Après les attaques djihadistes qui avaient fait 130 morts et des centaines de blessés le 13 novembre 2015 à Paris, il avait déclaré se trouver avec deux de ses amis dans la salle de concert du Bataclan, l'un des lieux visés par les terroristes. Ce que l'enquête a démenti. Pour faire croire qu'il s'y trouvait, il avait fourni une fausse place de concert des Eagles of Death Metal, le groupe qui se produisait ce soir-là au Bataclan. A son dossier d'indemnisation, il avait également ajouté des photographies de la salle de spectacle, qu'il avait, de son propre aveu, «trouvées sur le dark web». Il avait également tenté de se rapprocher du frère d'une des victimes décédées au Bataclan, allant jusqu'à lui dire qu'ils avaient été amis et qu'ils s'étaient rendus ensemble au concert.

«Comment on passe d'une déception sentimentale à une escroquerie ?», a interrogé la présidente de la cour, très incisive tout au long de l'audience. «J'ai rien demandé moi, ce sont les associations qui ont fait toutes les démarches», a-t-il répondu, provoquant les protestations des avocats des parties civiles et de la salle. «Ce sont les associations qui ont relancé le Fonds de garantie des victimes de terrorisme et autres infractions pénales (FGTI) à 12 reprises pour obtenir une indemnisation ?» a-t-elle enchaîné, sans obtenir de réponse.

«Vous avez enchaîné les arrêts maladies en vous prévalant de votre statut de victime, vous avez fait des démarches pour obtenir la médaille de reconnaissance aux victimes de terrorisme. Comment ne pas voir un rôle actif de votre part ?», a-t-elle énuméré sèchement.

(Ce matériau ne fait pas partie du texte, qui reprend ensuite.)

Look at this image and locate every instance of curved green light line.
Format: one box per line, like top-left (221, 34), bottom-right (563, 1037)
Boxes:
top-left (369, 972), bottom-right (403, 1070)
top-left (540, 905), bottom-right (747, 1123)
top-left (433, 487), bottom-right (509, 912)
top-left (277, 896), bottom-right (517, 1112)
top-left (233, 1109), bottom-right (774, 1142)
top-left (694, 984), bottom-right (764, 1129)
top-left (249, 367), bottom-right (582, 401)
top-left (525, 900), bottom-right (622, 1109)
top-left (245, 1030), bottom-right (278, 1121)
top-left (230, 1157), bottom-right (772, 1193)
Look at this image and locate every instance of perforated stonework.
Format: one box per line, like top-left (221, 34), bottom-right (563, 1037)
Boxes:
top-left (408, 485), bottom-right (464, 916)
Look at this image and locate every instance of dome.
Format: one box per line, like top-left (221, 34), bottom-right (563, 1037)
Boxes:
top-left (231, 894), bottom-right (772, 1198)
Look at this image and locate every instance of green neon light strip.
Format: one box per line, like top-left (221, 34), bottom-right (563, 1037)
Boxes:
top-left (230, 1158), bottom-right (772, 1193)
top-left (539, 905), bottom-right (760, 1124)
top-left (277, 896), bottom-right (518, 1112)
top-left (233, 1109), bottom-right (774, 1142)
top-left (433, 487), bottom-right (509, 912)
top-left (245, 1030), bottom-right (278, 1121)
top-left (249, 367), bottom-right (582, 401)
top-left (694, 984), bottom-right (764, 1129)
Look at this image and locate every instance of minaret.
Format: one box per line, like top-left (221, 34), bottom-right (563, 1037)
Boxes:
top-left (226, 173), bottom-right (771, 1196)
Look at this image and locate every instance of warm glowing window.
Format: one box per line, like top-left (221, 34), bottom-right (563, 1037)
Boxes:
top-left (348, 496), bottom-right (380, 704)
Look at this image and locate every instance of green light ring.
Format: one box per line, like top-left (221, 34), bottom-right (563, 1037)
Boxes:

Toujours aucune réponse du trentenaire.

La présidente a poursuivi en lisant le compte-rendu du rapport de l'expert psychiatrique mandaté par la justice: «Il fait état d'un homme tendant à la manipulation» dont les pleurs sont souvent «à caractère factice.»

Là encore, pas de réponse.

Qu'a-t-il fait des 77 000 euros indûment perçus ? «Je m'en suis servi dans mes addictions», a-t-expliqué au tribunal, affirmant souffrir de problèmes d'alcool et de drogue. «Un voyage à Dubaï, un autre à Londres, ce ne serait pas ça vos addictions plutôt ?» a rétorqué immédiatement la présidente. «Vous avez utilisé la douleur, l'argent, l'énergie et le temps des associations pour servir votre intérêt», a asséné quant à elle la procureure, pointant «un homme enfermé dans le mensonge».

«Vous avez devant vous un menteur invétéré, un homme qui souffre de mythomanie et qui doit se soigner», plaidera son avocate, Maître Alice Goury-Alis, soulignant l'enfance difficile, en famille d'accueil, de son client.

L'avocat de l'association Life for Paris, Maître Jean-Marc Delas, a pour sa part dénoncé «la confiance trahie» entre ce dernier et les victimes, soulignant «l'incapacité» de cet homme à «mesurer l'extrême profondeur de ses actes».